Перед тем как переступить порог флигеля, Гаврилеску, охваченный волнением, «вдруг почувствовал себя счастливым, как будто он снова был молод, и весь мир принадлежал ему, и Хильдегард тоже принадлежала ему…»
Время отступает — приходит Память. Странное уравнение, противоречащее обыденному сознанию. Некая иная память вступает теперь в силу, и пережитое открывается Гаврилеску как этапы его судьбы; освобожденный от тяжести настоящего, он способен увидеть теперь не мелкую цель (вернуться к мадам Войтинович за забытой папкой), а свою жизнь как целое — позиция, которая уже отмечает его отдаление от этой жизни.
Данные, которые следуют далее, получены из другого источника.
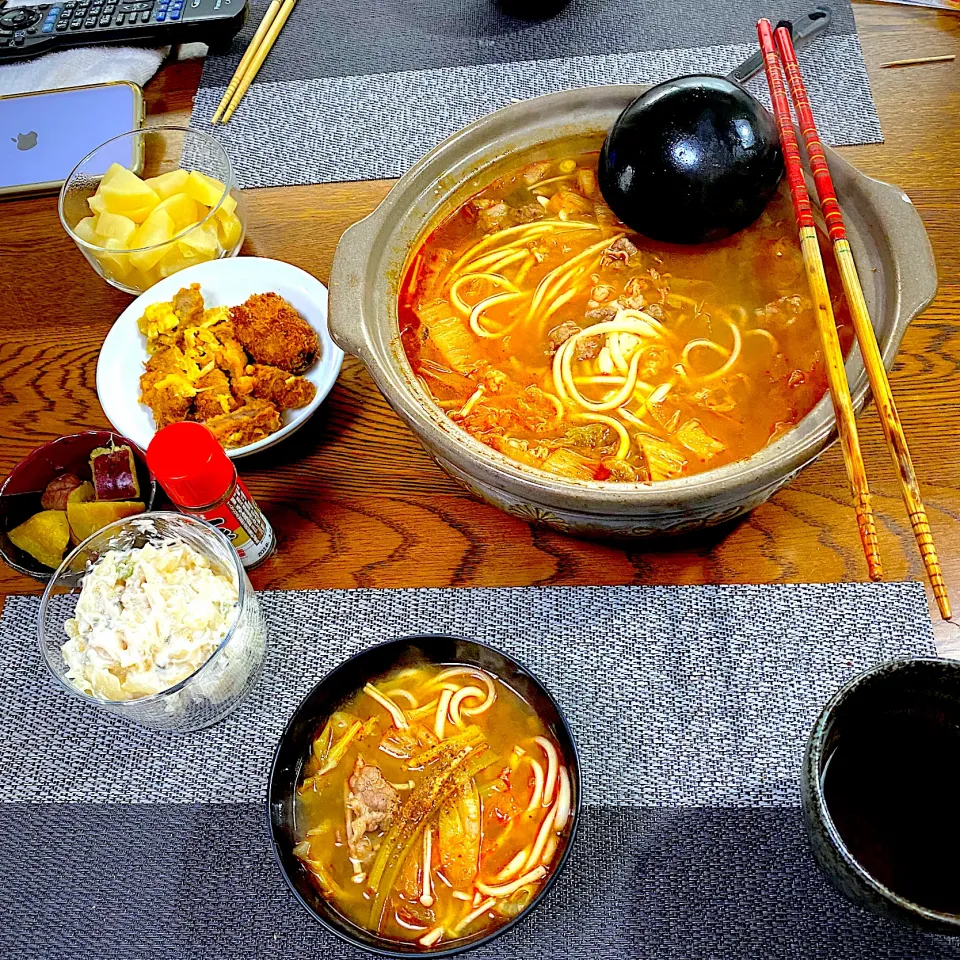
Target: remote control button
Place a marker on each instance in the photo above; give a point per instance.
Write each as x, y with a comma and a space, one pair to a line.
18, 18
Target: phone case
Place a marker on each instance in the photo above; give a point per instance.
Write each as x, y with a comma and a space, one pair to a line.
35, 189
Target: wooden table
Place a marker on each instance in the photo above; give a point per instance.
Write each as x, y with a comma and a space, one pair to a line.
354, 499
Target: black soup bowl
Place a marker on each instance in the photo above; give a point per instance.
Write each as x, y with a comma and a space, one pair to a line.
879, 792
329, 694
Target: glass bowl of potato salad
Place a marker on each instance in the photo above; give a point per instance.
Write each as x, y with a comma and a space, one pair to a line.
153, 619
151, 202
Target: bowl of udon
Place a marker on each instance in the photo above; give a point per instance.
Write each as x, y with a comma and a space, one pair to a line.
575, 374
424, 796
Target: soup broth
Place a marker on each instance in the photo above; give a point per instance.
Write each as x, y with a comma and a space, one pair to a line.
548, 330
434, 806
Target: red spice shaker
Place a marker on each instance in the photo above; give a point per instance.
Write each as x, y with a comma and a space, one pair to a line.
201, 479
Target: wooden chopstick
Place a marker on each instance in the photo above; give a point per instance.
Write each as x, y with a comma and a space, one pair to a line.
248, 54
918, 61
817, 278
259, 55
866, 337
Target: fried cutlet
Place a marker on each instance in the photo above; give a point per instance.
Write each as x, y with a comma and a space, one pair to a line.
229, 354
165, 387
213, 396
188, 305
273, 333
284, 389
253, 421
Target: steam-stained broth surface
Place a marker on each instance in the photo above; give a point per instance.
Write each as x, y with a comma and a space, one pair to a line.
548, 330
445, 766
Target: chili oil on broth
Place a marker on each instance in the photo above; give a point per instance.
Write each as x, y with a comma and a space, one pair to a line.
434, 806
549, 331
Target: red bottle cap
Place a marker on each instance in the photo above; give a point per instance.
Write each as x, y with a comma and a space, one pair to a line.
190, 464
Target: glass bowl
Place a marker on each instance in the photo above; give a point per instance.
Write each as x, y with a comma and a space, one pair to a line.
218, 685
122, 259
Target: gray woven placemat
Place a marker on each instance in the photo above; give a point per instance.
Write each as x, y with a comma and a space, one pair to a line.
690, 706
359, 89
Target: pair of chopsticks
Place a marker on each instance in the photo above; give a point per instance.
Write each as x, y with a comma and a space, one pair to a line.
261, 44
772, 44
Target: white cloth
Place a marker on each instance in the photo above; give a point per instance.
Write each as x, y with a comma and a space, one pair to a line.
79, 66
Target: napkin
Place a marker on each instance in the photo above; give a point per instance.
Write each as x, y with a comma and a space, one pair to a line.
79, 66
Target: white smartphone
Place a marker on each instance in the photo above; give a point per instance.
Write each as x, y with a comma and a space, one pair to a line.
44, 135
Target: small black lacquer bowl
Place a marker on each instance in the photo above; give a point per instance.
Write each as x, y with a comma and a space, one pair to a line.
340, 685
890, 697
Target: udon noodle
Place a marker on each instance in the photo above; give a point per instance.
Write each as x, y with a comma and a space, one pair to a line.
546, 329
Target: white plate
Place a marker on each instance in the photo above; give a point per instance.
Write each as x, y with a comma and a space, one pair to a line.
225, 282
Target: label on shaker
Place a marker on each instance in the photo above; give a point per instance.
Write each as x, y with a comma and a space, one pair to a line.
245, 526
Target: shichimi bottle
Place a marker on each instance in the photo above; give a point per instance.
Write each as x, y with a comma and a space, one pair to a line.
200, 479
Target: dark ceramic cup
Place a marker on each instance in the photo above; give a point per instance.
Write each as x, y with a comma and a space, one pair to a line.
922, 689
341, 684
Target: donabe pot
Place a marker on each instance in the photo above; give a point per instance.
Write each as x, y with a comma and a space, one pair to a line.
342, 683
886, 233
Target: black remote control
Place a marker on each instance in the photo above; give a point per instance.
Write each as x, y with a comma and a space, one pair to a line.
30, 31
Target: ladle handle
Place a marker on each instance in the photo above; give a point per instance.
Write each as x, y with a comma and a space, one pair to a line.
802, 30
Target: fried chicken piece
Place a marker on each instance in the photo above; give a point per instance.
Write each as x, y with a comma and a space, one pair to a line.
284, 389
165, 387
213, 396
230, 355
247, 424
272, 332
188, 305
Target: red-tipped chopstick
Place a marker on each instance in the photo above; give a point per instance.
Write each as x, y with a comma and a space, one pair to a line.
817, 279
869, 348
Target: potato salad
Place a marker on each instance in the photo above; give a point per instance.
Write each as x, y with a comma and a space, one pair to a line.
147, 618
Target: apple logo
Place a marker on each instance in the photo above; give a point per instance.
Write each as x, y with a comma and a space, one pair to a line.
25, 141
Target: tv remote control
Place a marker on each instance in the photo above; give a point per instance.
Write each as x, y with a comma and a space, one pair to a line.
30, 31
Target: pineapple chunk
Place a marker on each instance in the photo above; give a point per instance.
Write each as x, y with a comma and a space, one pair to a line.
203, 189
203, 240
44, 536
86, 229
125, 193
156, 229
229, 228
182, 209
112, 226
228, 206
179, 258
97, 204
167, 184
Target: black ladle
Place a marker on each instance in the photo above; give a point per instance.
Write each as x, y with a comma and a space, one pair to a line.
697, 158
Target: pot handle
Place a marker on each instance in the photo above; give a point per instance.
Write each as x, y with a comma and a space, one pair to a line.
348, 279
909, 248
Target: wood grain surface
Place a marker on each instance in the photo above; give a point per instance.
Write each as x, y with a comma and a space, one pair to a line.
356, 502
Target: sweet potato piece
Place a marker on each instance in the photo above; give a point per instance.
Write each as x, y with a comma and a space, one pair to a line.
44, 536
58, 490
88, 517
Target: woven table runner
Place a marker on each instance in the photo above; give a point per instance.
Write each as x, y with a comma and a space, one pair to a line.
360, 89
690, 707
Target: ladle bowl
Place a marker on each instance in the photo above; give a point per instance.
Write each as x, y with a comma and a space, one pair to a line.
691, 160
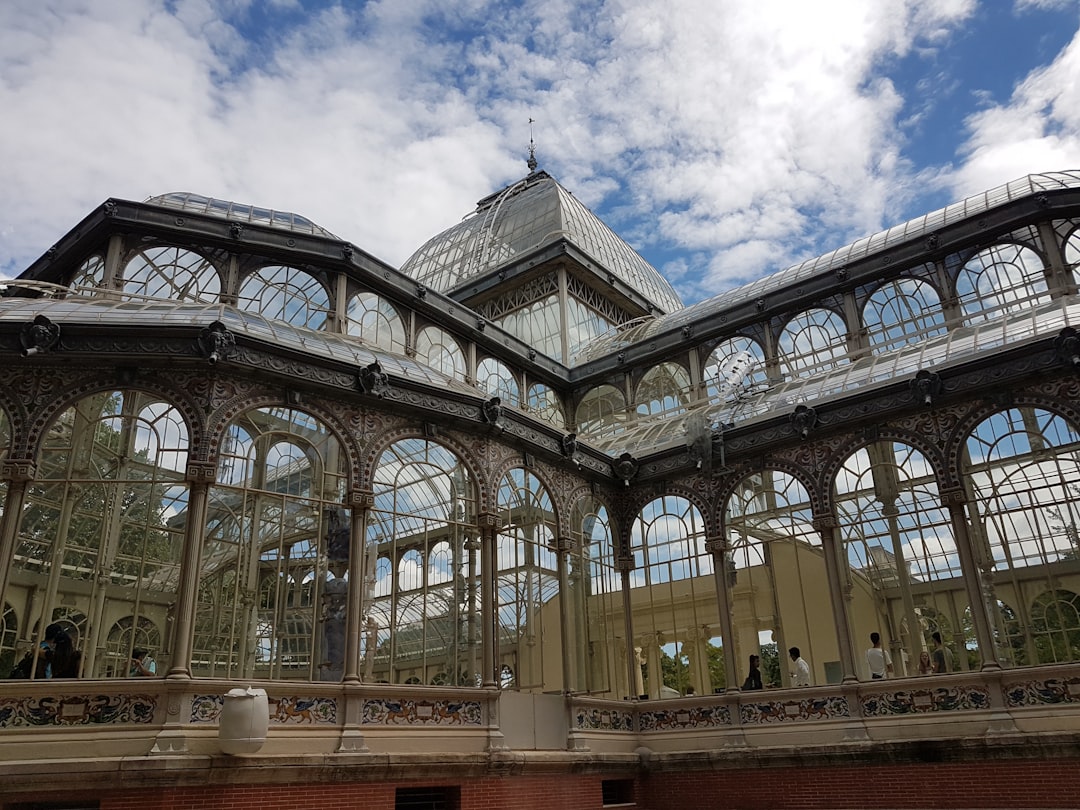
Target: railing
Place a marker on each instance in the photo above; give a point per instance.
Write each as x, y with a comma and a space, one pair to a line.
52, 720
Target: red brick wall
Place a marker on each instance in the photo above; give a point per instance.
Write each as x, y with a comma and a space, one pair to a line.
984, 785
1012, 784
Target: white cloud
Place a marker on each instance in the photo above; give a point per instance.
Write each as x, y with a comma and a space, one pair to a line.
1037, 131
742, 136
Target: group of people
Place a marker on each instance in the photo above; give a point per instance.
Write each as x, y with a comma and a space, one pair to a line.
878, 661
56, 657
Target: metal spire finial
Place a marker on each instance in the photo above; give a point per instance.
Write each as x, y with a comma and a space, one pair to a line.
531, 163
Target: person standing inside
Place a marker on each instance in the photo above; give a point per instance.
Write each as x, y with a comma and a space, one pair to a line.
800, 675
143, 664
878, 659
754, 678
942, 655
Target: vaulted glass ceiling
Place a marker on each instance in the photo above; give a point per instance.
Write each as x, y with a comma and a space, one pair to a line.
239, 213
526, 216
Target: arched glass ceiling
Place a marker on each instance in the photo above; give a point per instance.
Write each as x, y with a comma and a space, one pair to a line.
239, 213
642, 435
526, 216
842, 256
156, 313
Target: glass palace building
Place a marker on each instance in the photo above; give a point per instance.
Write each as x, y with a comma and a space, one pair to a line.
503, 526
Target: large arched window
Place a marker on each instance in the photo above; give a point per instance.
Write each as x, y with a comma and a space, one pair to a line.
286, 294
277, 528
663, 390
1001, 280
902, 559
673, 598
812, 342
597, 642
375, 321
902, 312
440, 350
495, 378
1023, 468
173, 273
527, 606
778, 579
734, 368
542, 403
424, 621
602, 412
102, 532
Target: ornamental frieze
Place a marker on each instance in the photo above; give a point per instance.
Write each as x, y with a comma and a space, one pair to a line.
916, 701
794, 711
385, 712
76, 710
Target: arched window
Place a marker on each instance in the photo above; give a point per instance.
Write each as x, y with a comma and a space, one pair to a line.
274, 523
90, 275
1055, 624
424, 516
105, 520
440, 350
527, 582
734, 367
1001, 280
663, 390
602, 412
286, 294
375, 321
543, 404
173, 273
899, 547
1072, 253
812, 342
674, 601
902, 312
495, 378
778, 578
593, 605
1023, 471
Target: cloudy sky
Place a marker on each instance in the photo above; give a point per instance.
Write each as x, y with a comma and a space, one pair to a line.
723, 139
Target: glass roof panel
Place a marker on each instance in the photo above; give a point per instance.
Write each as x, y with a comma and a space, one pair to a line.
148, 312
859, 250
524, 217
239, 213
644, 435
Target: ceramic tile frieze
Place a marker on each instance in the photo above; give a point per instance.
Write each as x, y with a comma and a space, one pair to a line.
794, 711
383, 712
76, 710
916, 701
1042, 692
686, 718
603, 719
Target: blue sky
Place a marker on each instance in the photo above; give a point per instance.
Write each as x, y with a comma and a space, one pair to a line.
724, 140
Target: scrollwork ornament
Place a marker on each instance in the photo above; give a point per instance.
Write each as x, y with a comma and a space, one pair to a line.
216, 342
39, 336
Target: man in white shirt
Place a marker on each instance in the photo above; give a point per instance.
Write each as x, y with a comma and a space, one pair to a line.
800, 675
877, 659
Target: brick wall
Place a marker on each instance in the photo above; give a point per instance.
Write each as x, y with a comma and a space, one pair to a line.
987, 785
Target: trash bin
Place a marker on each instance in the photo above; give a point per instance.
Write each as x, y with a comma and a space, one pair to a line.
244, 721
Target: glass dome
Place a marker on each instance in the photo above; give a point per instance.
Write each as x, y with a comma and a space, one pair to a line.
523, 217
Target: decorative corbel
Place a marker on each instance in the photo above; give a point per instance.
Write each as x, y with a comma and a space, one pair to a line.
804, 419
216, 342
1067, 346
927, 387
373, 380
624, 468
39, 337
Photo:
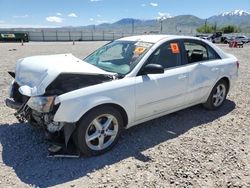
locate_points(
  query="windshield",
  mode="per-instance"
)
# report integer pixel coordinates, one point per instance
(119, 56)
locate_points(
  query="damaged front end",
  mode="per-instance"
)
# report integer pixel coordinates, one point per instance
(39, 111)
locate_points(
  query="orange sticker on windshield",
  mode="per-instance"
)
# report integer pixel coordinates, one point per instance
(175, 48)
(139, 50)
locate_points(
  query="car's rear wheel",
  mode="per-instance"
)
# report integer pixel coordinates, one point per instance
(98, 131)
(217, 96)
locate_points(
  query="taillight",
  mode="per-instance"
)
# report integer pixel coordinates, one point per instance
(237, 64)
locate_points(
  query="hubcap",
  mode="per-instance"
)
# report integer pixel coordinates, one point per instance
(219, 95)
(101, 132)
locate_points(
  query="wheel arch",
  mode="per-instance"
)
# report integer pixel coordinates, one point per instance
(226, 79)
(114, 105)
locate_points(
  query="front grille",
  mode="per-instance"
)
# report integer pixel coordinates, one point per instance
(17, 96)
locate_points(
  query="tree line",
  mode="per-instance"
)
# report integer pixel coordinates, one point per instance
(207, 28)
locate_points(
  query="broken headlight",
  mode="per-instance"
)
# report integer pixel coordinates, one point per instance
(41, 104)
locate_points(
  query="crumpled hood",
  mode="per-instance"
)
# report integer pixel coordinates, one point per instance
(37, 72)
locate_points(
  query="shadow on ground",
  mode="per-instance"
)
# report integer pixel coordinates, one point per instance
(25, 149)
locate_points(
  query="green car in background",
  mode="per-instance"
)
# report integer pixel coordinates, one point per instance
(14, 37)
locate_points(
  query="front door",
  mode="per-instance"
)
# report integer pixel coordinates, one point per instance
(157, 93)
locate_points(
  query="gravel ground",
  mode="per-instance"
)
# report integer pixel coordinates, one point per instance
(190, 148)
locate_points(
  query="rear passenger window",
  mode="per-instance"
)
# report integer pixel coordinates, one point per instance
(168, 55)
(197, 52)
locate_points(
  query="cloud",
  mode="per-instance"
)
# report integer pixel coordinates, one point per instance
(72, 15)
(163, 16)
(21, 16)
(54, 19)
(154, 4)
(102, 21)
(3, 25)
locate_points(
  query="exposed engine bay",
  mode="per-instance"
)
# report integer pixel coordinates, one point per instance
(40, 110)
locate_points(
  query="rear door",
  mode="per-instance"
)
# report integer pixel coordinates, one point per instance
(203, 65)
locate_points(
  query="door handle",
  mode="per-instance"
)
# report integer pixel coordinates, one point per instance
(214, 69)
(181, 77)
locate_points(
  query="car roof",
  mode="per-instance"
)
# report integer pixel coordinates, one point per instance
(154, 38)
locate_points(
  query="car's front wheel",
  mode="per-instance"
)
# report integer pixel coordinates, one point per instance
(98, 130)
(217, 96)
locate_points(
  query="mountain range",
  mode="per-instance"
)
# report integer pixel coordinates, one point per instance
(177, 24)
(182, 24)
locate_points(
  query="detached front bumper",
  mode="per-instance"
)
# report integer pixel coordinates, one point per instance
(13, 104)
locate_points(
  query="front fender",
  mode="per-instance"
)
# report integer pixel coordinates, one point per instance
(72, 111)
(75, 104)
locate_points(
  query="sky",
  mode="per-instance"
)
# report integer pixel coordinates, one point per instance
(57, 13)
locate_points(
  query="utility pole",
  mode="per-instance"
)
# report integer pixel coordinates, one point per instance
(133, 26)
(161, 20)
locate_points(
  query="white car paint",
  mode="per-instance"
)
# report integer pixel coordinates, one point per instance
(142, 97)
(37, 72)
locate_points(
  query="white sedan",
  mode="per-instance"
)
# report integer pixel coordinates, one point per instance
(126, 82)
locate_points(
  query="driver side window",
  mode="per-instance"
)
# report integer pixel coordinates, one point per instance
(167, 55)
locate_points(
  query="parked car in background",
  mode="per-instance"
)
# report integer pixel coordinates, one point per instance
(124, 83)
(242, 39)
(14, 37)
(217, 37)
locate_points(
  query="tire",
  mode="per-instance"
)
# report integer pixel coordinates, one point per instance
(98, 130)
(217, 96)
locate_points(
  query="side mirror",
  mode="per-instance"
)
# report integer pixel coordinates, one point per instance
(153, 69)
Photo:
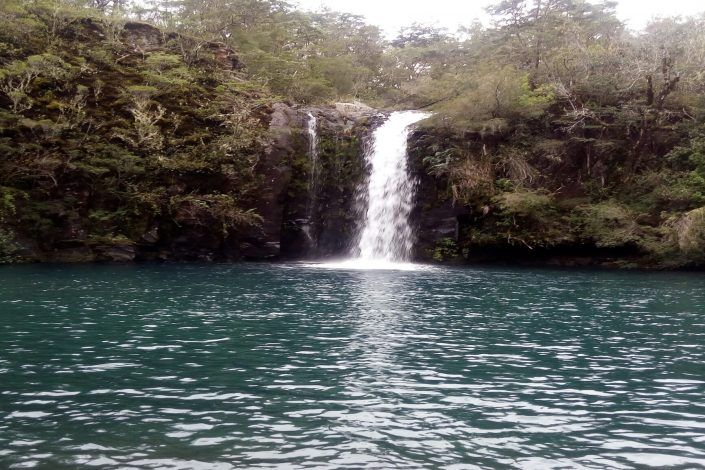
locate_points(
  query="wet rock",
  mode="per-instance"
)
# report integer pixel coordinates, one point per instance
(118, 253)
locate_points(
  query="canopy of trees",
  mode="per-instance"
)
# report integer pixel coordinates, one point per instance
(555, 101)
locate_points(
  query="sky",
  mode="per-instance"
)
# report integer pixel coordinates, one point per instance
(391, 15)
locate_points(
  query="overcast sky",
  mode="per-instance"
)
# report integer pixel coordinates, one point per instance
(391, 15)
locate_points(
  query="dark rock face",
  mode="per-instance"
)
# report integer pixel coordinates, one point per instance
(145, 38)
(436, 219)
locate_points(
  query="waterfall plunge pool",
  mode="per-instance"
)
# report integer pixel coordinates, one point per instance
(285, 366)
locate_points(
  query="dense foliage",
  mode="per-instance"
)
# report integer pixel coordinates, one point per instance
(555, 127)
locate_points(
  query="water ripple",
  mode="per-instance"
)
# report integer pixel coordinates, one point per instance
(292, 366)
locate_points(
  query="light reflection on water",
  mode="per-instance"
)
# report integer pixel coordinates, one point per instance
(281, 366)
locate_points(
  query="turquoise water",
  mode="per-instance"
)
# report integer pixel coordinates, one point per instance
(287, 366)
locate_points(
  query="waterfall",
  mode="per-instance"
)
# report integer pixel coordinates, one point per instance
(312, 127)
(386, 234)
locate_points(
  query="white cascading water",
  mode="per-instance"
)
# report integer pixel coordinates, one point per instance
(386, 235)
(386, 238)
(312, 127)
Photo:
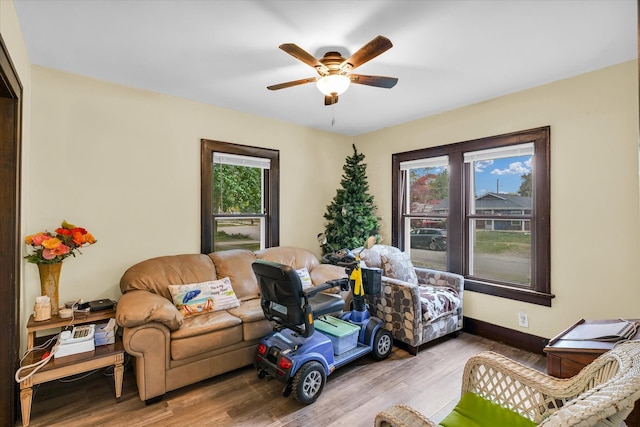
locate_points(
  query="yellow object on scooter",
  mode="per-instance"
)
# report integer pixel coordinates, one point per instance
(356, 276)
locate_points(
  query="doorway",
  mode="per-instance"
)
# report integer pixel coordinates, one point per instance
(10, 244)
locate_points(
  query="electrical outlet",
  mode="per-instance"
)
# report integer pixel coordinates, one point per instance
(523, 319)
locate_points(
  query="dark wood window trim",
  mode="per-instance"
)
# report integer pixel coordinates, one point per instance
(457, 233)
(272, 190)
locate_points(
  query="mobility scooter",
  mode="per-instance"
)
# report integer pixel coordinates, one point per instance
(307, 344)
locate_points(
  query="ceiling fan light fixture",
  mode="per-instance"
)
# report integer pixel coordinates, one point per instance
(333, 84)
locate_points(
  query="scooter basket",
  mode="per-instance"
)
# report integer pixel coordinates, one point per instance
(372, 280)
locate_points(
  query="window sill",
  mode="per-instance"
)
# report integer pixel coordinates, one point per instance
(524, 295)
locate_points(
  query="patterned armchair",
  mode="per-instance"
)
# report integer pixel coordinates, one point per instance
(416, 304)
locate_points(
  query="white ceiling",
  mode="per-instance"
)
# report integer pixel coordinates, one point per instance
(446, 54)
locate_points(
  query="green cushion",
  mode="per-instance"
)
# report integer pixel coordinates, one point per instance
(476, 411)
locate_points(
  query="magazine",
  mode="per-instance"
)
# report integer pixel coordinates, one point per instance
(614, 331)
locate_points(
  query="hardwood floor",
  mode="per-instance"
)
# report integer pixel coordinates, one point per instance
(430, 382)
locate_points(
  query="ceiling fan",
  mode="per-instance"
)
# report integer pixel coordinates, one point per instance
(334, 71)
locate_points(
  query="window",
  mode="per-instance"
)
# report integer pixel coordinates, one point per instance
(479, 208)
(426, 183)
(240, 197)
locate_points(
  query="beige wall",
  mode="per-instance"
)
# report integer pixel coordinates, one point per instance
(125, 164)
(594, 190)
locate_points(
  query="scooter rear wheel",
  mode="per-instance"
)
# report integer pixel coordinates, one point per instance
(382, 344)
(308, 382)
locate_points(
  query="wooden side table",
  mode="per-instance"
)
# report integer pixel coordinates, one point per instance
(565, 358)
(101, 357)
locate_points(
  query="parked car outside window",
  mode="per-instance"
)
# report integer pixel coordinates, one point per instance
(429, 238)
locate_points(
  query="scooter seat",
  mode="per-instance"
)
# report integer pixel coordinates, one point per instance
(323, 304)
(284, 301)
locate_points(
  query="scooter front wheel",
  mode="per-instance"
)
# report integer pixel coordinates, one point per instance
(308, 382)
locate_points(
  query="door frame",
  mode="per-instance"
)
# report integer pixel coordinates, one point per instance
(10, 244)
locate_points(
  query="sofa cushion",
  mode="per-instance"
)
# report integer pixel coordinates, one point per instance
(254, 324)
(200, 325)
(199, 334)
(322, 273)
(236, 265)
(437, 302)
(305, 278)
(399, 266)
(199, 298)
(288, 255)
(156, 274)
(136, 308)
(476, 411)
(371, 256)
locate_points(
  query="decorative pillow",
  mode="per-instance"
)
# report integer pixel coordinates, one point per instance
(474, 410)
(305, 278)
(398, 266)
(200, 298)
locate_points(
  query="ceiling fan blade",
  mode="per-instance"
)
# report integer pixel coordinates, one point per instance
(367, 52)
(302, 55)
(292, 83)
(377, 81)
(330, 99)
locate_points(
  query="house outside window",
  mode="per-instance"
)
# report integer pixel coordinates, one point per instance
(494, 217)
(239, 197)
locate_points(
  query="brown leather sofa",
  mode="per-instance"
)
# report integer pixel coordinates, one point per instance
(171, 351)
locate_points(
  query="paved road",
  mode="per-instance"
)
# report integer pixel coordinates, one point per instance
(511, 268)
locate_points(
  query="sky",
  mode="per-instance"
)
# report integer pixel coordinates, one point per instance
(503, 173)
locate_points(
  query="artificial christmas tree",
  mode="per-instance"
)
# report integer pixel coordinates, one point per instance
(351, 215)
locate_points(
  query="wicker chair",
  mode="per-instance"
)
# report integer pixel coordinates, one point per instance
(602, 394)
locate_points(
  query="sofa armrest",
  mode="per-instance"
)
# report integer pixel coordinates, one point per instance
(398, 305)
(139, 307)
(149, 344)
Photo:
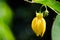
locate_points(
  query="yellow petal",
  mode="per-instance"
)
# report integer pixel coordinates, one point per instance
(39, 25)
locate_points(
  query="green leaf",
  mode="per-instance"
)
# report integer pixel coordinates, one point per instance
(5, 32)
(53, 4)
(56, 29)
(5, 13)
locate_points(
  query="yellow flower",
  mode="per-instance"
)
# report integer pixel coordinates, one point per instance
(39, 25)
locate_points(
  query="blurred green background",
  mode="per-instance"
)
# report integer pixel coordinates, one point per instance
(23, 13)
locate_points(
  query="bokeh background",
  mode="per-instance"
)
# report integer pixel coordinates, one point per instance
(24, 12)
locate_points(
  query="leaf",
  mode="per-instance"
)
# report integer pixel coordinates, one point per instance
(54, 5)
(56, 29)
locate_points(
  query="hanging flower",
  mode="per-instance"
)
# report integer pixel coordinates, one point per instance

Когда девы просят Гаврилеску угадать цыганку, с него сваливается шляпа: «он уставился на них в упор, окаменев, невидящим взглядом, будто узрел нечто сквозь них, сквозь ширмы, сквозь стены». Его эйфорию (он снова называет себя свободным художником — остатки индивидуальной памяти, — упоминает о полковнике Лоуренсе, но больше всего говорит о Хильдегард, сетуя, что не помнит, что же случилось тогда) — его эйфорию девы толкуют как признак трусости. («Сам нас выбрал, а теперь боишься угадывать».) Диалог глухих между Гаврилеску и девами характерен для литературной техники Элиаде. Они говорят и живут в разных смысловых планах. Гаврилеску, все еще раб буквально понимаемой им ситуации, добросовестно выплескивает свои признания о Хильдегард, не понимая, что безудержно скользит за пределы человеческого; девы, изолированно живущие на своем уровне, сверхчеловеческом, а может быть, и сакральном, знают, что означает сейчас эйфория Гаврилеску: он боится угадывать. К чести Мирчи Элиаде как художника, надо отметить, что при всем том существа высшего порядка, девы, проявляют себя в полном соответствии с буквальной плоскостью текста, хотя, по сути дела, в своей «запредельности» уже не сообщаются ни с ней, ни с плоскостью Гаврилеску, который пока что «застрял на переправе».